Being a freelance developer in bohunk Tennessee can be summed up as simply “feast or famine.” When the clients are coming in and your JavaScript doesn’t need to be debugged, you feel as if you own the world. When no one needs your services and cold-calling leads turns up nothing, you question why you ever stopped studying economics in the first place. How we handle the famine sets us up for success when the feast comes our way.

Like most of my clients, SPR found me through word of mouth. I had done a simple events page for a friend of theirs and they wanted me to build a simple Single Page Application for their start-up. Simple enough, I thought. Looking at their competitors, it seemed anyone with a Bootstrap template would at least be on par with the market and adding any jQuery or Angular would make it look light years ahead. I sent them a contract and figured it wouldn’t take more than 20hrs to finish. Then the questions poured in.

At least 5 times a day I would receive an email from my contact at the company (always know the one person you are going to be talking to!) with “ideas” that he had gathered from his Google searches. He wanted to add databases, web sockets, live updates through Instagram, even a custom CMS since “there’s so many out there, can’t you just build us one?” After the first week of niceties, I knew I had to make a choice. And as I was in famine mode, it was a pretty hard one.

We had a contract that outlined the things I was responsible for and since he was a friend of a friend I was giving him a rate of almost minimum wage. Adding to the contract would have been easy and each component that they wanted would have meant more money in my pocket and more importantly more food on my shelves. But what was in the contract was all that they needed to get started and test the market. Sure having all the “extras” would make them feel as if they were more superior than their competitors but all of the extra components either didn’t add value to their page or in some cases took value away. I could take the money or I could help them understand what the page should do for them.

I asked them to coffee to discuss the “upgrades” they wanted and even as I was sitting down with my java I wasn’t quite sure which way I would lean.
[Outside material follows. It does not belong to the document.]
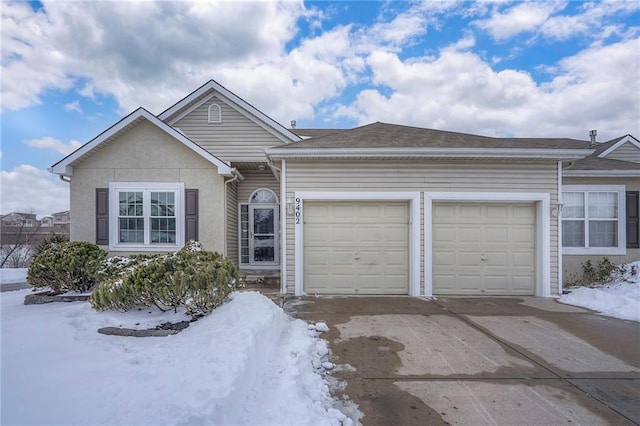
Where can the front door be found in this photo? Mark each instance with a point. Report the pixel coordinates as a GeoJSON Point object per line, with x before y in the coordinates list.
{"type": "Point", "coordinates": [263, 239]}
Running through the list of ideas they had, one question came up time and time again and they never seemed to have an answer: “why do you want that?”

I quickly realized that they didn’t understand that the point of the web page was to simply sell the user on clicking the button they wanted them to click. Even though the clients were computer literate and surfed the web as much as their customers, they couldn’t see that the page they were building in their minds was the same type of page that they click away from in the wild. My choice was made the moment I realized adding anything to their contract would be like taking candy from a baby. And momma didn’t raise no candy thief.

After talking to them for an hour and getting nowhere closer to a resolution on their needs vs their desires, I decided to change gears. If they didn’t understand what they needed from a web page, I was going to have to figure it out for them and the only way I was going to do that was with their help. Taking out my notebook and pen, we started building user profiles.

I never discussed UX with them nor did I try to explain to them the current best practices in design. Instead I used what they knew, their customers, and what they wanted their customers to do, register for services, and we slowly started building a user interface based upon that. Instead of fighting over what needed to be included and what didn’t, we all started wireframing our own ideas based upon the user profiles. Some ideas were better than others, but the gauge was always “how does this help the user succeed and the business succeed?” Without me having to dictate what was best and what was garbage, they started to realize it themselves.

After a long UX wireframing experience, we had finally fleshed out their needs, their customers’ needs, and how the web page needs to facilitate them. I had found that my ideas of what they needed were not only wrong but harmful. They saw that their desires for cutting-edge tech and bloated Flash was harmful to both themselves and their users. Through doing what we should have done during our first meeting, we finally had a strong starting point and a solid understanding of each other’s goals in the agreement.

On top of it all, I felt invigorated for the project. No longer was I building a page for some random person. Instead, I was apart of their team. We had overcame our egos and our desire to be right in order to build something that wasn’t ground breaking but fulfilling.

Sure, I was still in famine-mode and the cash would have been nice. But there’s something great about helping others find their answers instead of using their ignorance to pad your pocket book. From this client on, however, UX/UI is going to be the first discussion, not the last.